アンディ 「まぁ・・・なるようになる、さ。行こうか。ここでぼんやりしてるわけにもいかない。港に急がないと、兄さんを待たせてしまう」
ある港。赤いアポロキャップ、背中に星をあしらったジージャンの男が荷下ろしをすませ、その場に腰を下ろす。
テリー 「そろそろアンディの来る時間だな。作業も一段落したことだし、このまま待つとするか」
ふいに風切り音がテリーの耳横をかすめていき、アポロキャップを地面に落とす。ゆっくりと振り返るテリー。
テリー 「貴様か・・・」
三節棍を後ろ手に収め、二ヤつく男。
ビリー 「うれしいねぇ。瞬間の見切りだけでかわすとは。腕は落ちてないってわけだ。
まっ、本気出したわけでもねぇ三節棍に当たられちゃあ、こっちもがっかりってもんだけどな」
テリー 「お前も出場するのか、キング・オブ・ファイターズに?」
ビリー 「いンや、俺は出ん。八神庵に借りはあるがな。あいつにはまたの機会にお返しさせてもらうとするよ。とは言っても、
俺の出る幕はないかもしれんがな、『あの方』にかかれば・・・」
テリー 「あの方?・・・まさか!?」
いつの間にかビリーに近付いてきているリムジン。テリーとビリーの間に入り、ゆっくりと後部座席の窓を下ろす。
テリー 「!!」
ギース 「久しぶりだな・・・公式に発表されるのはまだ先だろうが、貴様とはキング・オブ・ファイターズで相まみえることになった。
勘違いしないように言っておく。今度の大会、私が裏で糸を引いているものではない。
今回はあくまで招待選手としての出場だ。こちらとしては好都合とも言えるだろう。試合中の事故として貴様らを葬ることもできるのだからな」
テリー 「!・・・貴様・・・!!」
ギースに向かっていこうとするテリー。同時に後ろからテリーを呼ぶ声。振り返るとアンディ、ジョーの二人がこちらにやって来るのが見える。
アンディ 「兄さん!うん?あれは・・・!ギース、ギース・ハワード!!」
駆けてくるアンディを鼻で笑い、ビリーが車に乗り込む。ゆっくりと閉じていく窓。
ギース 「キング・オブ・ファイターズ楽しみにしているぞ。今度会う時は、必ず引導を渡してやる。首を洗って待っていろ!」
ようやく追い付いてきたアンディだが車は既にテリーのいた場所から離れている。アポロキャップを拾い、かぶり直すテリー。
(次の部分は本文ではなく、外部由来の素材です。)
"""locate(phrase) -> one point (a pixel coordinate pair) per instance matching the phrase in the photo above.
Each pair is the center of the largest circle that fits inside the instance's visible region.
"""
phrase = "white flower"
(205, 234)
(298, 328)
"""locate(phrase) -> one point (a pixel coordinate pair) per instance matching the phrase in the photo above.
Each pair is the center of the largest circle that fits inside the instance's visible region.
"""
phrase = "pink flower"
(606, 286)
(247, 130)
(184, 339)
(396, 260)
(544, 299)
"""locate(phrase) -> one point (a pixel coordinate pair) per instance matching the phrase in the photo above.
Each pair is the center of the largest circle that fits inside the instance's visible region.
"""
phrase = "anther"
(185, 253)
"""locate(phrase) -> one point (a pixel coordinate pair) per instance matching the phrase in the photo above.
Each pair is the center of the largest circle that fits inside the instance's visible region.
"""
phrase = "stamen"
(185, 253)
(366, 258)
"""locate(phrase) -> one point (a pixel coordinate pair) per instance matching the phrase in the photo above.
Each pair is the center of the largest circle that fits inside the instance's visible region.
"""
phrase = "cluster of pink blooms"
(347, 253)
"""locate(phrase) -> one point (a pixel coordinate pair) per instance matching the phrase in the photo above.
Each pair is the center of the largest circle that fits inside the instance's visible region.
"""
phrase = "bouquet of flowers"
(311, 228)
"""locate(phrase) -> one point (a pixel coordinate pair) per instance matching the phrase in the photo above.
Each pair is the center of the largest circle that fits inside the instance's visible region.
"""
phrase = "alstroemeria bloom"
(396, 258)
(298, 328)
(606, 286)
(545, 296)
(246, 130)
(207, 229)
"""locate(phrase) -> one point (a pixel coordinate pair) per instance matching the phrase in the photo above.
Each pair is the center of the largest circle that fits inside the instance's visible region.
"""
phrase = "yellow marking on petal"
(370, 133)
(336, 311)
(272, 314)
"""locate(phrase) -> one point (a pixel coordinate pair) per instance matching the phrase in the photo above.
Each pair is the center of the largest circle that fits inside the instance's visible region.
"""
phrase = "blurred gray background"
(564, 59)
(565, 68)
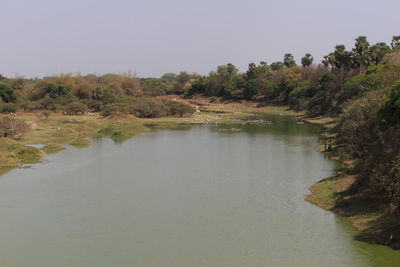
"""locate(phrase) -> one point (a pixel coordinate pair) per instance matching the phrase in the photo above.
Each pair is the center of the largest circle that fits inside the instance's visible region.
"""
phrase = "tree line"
(360, 87)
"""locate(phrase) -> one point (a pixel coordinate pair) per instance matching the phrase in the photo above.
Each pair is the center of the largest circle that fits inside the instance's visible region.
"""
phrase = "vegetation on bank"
(359, 88)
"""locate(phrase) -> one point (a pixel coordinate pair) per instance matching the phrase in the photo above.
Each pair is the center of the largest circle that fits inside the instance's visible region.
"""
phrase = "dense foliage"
(360, 87)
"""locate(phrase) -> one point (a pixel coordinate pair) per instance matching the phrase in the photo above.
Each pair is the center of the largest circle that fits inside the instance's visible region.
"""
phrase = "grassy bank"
(57, 129)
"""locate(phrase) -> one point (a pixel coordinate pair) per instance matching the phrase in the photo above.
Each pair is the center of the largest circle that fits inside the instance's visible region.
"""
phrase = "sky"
(151, 37)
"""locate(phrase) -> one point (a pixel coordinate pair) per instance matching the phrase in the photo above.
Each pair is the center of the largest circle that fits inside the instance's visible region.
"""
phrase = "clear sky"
(152, 37)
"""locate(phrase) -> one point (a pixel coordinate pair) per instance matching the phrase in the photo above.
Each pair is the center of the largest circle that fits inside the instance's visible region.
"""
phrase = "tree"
(288, 60)
(377, 52)
(11, 127)
(75, 108)
(55, 90)
(275, 66)
(307, 60)
(7, 94)
(360, 52)
(396, 42)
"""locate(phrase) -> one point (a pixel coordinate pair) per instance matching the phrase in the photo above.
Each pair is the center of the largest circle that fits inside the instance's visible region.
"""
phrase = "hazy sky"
(151, 37)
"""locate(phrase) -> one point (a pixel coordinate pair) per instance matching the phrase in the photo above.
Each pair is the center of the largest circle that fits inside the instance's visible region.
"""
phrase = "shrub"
(8, 108)
(178, 108)
(75, 108)
(11, 127)
(7, 94)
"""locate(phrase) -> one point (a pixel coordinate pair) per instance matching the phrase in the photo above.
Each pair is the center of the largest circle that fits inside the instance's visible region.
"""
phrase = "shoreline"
(341, 195)
(57, 129)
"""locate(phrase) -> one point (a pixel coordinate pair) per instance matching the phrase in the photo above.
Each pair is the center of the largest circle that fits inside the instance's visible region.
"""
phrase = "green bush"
(8, 108)
(75, 108)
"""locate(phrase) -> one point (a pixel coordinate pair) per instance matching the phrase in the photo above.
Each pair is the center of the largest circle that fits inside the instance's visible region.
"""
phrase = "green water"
(212, 195)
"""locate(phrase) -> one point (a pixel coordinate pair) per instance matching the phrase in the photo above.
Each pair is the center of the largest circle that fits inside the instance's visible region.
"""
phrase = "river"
(212, 195)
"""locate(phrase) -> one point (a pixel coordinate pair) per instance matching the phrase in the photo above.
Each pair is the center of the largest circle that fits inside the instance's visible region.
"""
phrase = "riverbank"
(342, 195)
(56, 129)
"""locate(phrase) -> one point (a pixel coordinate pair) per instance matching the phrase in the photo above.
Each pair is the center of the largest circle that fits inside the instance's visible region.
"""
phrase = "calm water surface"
(212, 195)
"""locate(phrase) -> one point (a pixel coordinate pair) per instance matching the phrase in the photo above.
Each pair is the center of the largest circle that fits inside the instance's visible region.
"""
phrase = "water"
(213, 195)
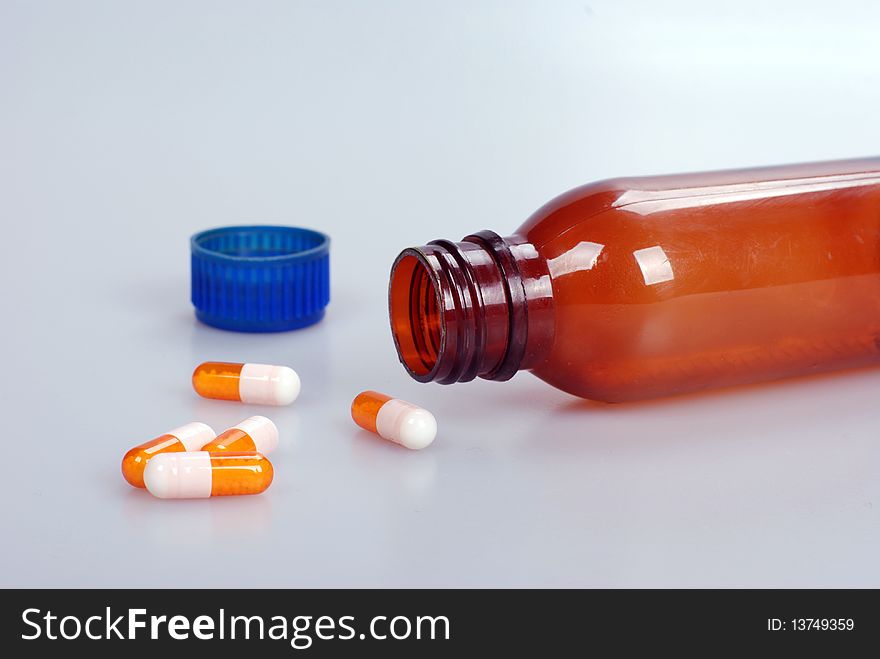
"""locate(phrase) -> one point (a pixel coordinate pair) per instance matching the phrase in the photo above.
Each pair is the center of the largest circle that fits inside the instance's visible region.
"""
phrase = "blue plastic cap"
(260, 278)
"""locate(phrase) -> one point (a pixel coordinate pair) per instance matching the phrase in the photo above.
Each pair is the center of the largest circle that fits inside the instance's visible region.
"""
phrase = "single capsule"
(394, 419)
(259, 384)
(256, 433)
(200, 474)
(190, 437)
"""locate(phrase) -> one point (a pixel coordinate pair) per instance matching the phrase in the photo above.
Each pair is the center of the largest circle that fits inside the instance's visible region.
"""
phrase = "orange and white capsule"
(190, 437)
(200, 474)
(256, 433)
(394, 419)
(258, 384)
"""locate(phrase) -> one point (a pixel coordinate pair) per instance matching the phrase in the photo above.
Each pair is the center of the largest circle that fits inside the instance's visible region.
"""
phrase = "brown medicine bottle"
(634, 288)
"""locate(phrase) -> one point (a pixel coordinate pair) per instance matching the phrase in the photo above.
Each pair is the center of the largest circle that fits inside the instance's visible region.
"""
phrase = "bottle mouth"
(417, 322)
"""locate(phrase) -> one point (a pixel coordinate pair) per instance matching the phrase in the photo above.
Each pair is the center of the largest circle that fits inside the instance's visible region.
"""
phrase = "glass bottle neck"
(479, 307)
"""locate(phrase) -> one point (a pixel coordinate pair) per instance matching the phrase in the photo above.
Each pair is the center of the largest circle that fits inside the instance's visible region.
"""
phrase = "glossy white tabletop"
(126, 128)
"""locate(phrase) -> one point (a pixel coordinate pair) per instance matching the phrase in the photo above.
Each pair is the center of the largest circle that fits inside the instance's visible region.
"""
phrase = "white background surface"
(126, 127)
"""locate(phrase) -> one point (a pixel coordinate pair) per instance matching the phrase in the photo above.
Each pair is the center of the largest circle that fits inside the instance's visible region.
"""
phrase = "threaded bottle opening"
(416, 318)
(460, 310)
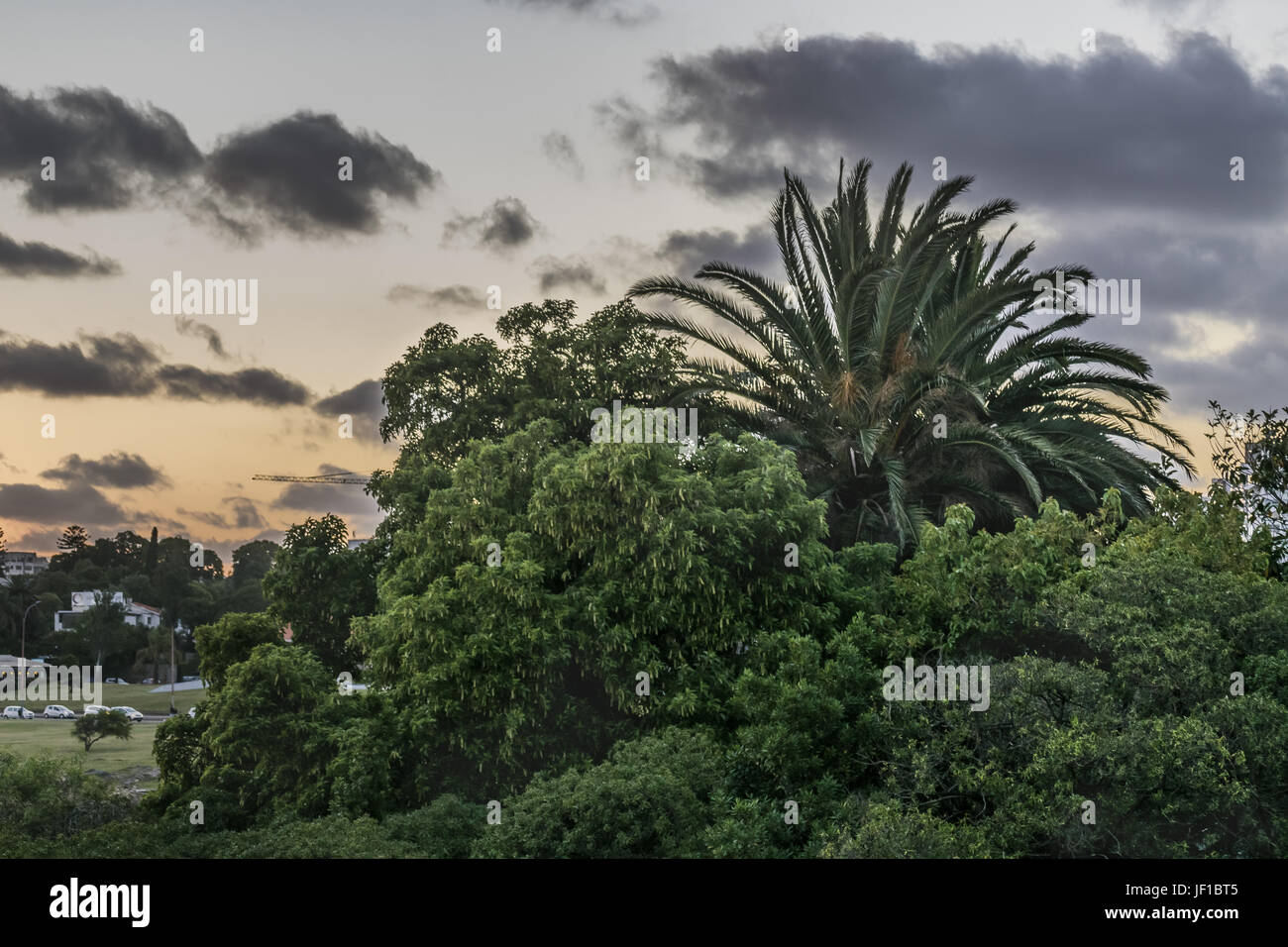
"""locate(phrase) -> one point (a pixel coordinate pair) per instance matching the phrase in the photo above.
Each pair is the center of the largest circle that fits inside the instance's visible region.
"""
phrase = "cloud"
(612, 11)
(458, 296)
(108, 154)
(572, 272)
(562, 153)
(42, 260)
(1116, 129)
(243, 514)
(201, 330)
(120, 470)
(327, 497)
(80, 502)
(284, 176)
(687, 252)
(502, 226)
(108, 367)
(124, 367)
(631, 125)
(364, 402)
(257, 385)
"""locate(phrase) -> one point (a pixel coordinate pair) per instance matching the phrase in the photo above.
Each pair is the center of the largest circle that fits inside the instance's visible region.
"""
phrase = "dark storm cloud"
(686, 252)
(364, 403)
(286, 176)
(443, 296)
(563, 154)
(201, 330)
(282, 176)
(125, 367)
(111, 367)
(80, 502)
(1115, 129)
(107, 153)
(365, 398)
(502, 226)
(572, 272)
(120, 470)
(42, 260)
(256, 385)
(243, 514)
(1233, 273)
(630, 125)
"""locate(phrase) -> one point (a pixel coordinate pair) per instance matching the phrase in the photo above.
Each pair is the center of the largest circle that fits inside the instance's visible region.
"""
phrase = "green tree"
(318, 585)
(651, 799)
(230, 641)
(1249, 454)
(606, 562)
(267, 732)
(106, 723)
(446, 392)
(911, 368)
(73, 539)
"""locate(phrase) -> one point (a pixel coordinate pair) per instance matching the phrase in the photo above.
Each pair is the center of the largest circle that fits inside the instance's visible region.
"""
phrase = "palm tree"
(911, 368)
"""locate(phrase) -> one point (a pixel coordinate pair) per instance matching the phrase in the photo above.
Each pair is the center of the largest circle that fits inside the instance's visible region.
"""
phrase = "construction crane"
(343, 476)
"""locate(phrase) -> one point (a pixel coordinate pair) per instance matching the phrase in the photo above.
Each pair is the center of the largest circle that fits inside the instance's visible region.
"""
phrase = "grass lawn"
(127, 696)
(54, 738)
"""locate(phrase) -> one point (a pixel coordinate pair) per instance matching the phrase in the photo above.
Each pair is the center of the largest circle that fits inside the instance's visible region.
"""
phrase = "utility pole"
(171, 674)
(24, 660)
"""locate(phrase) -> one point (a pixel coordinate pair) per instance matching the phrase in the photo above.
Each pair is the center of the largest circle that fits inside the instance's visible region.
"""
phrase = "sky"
(1112, 123)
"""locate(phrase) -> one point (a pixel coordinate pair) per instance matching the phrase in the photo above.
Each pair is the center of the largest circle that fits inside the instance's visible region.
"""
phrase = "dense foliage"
(912, 367)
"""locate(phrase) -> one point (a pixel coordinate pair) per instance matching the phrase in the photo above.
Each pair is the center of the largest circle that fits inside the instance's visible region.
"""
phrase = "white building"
(22, 565)
(136, 613)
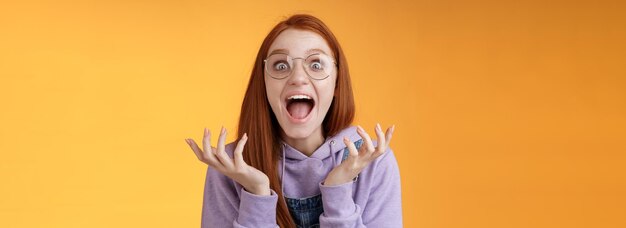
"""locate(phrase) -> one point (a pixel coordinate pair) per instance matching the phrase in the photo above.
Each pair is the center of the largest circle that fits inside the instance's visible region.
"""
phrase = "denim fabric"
(306, 211)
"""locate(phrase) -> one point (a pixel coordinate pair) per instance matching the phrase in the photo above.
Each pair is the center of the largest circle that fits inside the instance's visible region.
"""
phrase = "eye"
(316, 66)
(281, 66)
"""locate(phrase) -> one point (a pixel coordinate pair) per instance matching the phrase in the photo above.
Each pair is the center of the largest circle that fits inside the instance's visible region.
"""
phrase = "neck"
(306, 145)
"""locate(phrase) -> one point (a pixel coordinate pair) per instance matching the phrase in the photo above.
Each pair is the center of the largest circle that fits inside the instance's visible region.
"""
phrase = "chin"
(301, 132)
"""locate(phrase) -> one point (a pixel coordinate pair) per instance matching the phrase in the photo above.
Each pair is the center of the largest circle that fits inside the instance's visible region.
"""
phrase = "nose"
(298, 75)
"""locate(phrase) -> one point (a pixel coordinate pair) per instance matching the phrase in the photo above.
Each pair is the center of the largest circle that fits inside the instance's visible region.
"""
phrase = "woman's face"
(300, 116)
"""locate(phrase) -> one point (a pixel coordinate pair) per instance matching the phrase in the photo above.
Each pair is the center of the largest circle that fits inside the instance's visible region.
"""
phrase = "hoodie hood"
(301, 175)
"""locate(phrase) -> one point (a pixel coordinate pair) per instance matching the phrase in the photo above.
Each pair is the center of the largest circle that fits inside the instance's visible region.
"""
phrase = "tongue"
(299, 109)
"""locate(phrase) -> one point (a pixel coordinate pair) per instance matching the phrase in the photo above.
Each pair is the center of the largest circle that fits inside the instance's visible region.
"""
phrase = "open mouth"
(299, 107)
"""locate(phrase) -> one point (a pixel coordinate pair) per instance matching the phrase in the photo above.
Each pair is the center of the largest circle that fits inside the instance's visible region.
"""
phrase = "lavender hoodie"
(373, 200)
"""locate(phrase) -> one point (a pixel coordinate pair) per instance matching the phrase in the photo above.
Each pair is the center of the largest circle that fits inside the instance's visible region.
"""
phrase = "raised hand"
(252, 179)
(358, 160)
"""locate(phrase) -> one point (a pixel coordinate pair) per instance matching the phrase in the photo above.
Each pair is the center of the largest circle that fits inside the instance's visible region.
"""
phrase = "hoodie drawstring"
(282, 174)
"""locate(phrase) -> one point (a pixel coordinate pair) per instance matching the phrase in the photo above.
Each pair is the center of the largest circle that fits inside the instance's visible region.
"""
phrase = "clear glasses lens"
(317, 66)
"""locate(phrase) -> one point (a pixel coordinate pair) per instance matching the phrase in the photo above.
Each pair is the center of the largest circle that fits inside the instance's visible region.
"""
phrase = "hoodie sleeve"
(227, 204)
(384, 204)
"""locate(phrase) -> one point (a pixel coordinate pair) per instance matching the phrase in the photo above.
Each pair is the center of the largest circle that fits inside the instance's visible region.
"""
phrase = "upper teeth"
(299, 97)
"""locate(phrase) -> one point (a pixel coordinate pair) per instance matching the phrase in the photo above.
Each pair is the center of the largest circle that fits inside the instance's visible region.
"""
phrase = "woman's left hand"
(358, 160)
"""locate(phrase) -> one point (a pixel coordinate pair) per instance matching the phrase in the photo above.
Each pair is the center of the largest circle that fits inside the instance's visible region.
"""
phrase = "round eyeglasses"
(317, 66)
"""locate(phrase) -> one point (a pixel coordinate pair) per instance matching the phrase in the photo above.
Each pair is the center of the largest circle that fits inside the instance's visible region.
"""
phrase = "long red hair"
(263, 150)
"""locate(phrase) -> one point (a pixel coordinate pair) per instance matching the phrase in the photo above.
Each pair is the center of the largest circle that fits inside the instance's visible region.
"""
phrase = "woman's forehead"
(299, 43)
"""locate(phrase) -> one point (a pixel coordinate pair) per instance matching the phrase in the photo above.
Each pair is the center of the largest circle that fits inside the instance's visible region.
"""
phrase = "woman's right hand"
(252, 179)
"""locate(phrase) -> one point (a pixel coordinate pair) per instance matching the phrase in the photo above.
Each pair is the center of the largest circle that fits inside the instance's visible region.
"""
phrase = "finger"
(369, 146)
(198, 152)
(238, 154)
(389, 134)
(204, 156)
(221, 151)
(206, 142)
(353, 153)
(382, 145)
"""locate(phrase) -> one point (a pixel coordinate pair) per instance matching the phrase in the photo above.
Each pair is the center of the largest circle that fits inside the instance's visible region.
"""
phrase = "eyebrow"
(285, 51)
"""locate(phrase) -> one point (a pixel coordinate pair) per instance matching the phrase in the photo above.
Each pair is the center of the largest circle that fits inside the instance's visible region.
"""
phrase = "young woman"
(298, 162)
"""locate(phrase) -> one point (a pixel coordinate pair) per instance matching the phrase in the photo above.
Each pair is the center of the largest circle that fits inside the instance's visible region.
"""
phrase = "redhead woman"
(298, 162)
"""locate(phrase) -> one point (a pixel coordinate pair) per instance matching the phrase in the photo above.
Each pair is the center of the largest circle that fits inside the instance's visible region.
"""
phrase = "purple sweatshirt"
(372, 200)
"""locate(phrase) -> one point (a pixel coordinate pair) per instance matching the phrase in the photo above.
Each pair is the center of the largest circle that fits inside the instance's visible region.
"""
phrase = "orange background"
(508, 113)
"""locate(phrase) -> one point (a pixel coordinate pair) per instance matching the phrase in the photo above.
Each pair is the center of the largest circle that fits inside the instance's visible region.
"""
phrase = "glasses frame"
(303, 67)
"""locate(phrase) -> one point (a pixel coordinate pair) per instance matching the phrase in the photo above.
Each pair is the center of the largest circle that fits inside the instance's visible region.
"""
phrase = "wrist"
(262, 190)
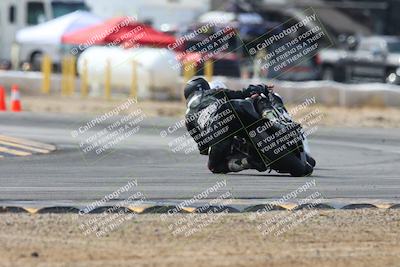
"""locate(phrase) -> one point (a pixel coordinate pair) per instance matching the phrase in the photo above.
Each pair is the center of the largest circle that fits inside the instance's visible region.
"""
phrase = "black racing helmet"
(195, 84)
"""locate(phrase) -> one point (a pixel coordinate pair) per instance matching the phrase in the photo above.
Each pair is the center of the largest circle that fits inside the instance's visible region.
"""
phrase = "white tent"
(50, 32)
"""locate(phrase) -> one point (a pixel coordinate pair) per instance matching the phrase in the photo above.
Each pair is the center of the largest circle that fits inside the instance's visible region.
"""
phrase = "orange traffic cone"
(15, 99)
(3, 106)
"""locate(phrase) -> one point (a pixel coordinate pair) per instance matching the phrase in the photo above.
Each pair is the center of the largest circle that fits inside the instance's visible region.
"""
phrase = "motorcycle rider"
(203, 103)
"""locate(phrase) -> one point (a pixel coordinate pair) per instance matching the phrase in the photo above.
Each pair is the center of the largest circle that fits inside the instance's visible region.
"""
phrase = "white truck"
(17, 14)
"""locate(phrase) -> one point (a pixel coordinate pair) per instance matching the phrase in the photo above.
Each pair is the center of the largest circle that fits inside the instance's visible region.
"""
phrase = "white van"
(17, 14)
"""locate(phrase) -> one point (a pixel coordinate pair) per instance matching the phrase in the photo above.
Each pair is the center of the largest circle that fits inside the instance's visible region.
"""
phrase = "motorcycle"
(269, 135)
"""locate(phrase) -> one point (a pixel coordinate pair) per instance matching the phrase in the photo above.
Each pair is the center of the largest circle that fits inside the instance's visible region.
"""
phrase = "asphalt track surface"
(351, 163)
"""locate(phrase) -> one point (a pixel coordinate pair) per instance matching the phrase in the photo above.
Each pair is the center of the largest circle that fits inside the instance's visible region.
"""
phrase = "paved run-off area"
(367, 237)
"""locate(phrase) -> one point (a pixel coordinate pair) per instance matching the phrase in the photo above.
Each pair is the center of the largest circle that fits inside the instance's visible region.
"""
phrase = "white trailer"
(17, 14)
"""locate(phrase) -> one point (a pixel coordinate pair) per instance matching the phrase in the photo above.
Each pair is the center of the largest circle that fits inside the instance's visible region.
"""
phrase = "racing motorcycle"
(271, 136)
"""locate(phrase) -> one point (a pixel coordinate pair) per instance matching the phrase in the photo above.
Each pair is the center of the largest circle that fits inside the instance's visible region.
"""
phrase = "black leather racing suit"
(203, 110)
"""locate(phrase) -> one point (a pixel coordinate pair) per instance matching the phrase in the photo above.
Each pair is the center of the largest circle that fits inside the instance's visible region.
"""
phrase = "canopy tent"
(50, 32)
(120, 30)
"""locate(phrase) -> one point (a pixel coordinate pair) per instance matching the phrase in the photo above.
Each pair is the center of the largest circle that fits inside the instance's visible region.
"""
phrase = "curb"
(167, 209)
(18, 147)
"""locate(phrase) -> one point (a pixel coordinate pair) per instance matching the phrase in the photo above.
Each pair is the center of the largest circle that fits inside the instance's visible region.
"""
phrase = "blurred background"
(149, 48)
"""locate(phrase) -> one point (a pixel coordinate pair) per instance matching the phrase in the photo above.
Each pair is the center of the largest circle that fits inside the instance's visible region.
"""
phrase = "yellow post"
(209, 69)
(46, 70)
(107, 81)
(72, 75)
(189, 70)
(134, 80)
(64, 76)
(84, 80)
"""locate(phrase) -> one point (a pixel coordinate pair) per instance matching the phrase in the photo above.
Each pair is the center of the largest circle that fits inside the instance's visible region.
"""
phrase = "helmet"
(218, 85)
(195, 84)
アンディ 「兄さん!今のはギースだろ?生きていたのかい、ヤツが!?」
帽子を目深にかぶるテリー。
テリー 「ああ、キング・オブ・ファイターズに出場する・・・」
アンディ 「何だって!?」
遅れて二人のところにたどり着くジョー。
ジョー 「やれやれ、また厄介事かよ。本当に多いね、お前ら兄弟は」
テリー 「確かにな。だがヤツがまだ生きていたとは・・・。いつまでもついて回りやがるぜ」
アンディ 「けれど、あの男が僕らを倒すためだけに格闘大会に出場したりするだろうか?もっと他に何かが・・・。何を企んでるんだ?」
ジョー 「うさん臭さは相変わらずってわけか」
アンディ 「また何か大きなものに巻き込まれていくのかもしれないな。・・・どうする、兄さん?」
ジョー 「そりゃ愚問ってもんだろ、なぁ、テリー?」
帽子のつばを上げ、二人を見るテリー。
テリー 「ああ、何を企んでいようがヤツがキング・オブ・ファイターズに出場するのは確かなことだ。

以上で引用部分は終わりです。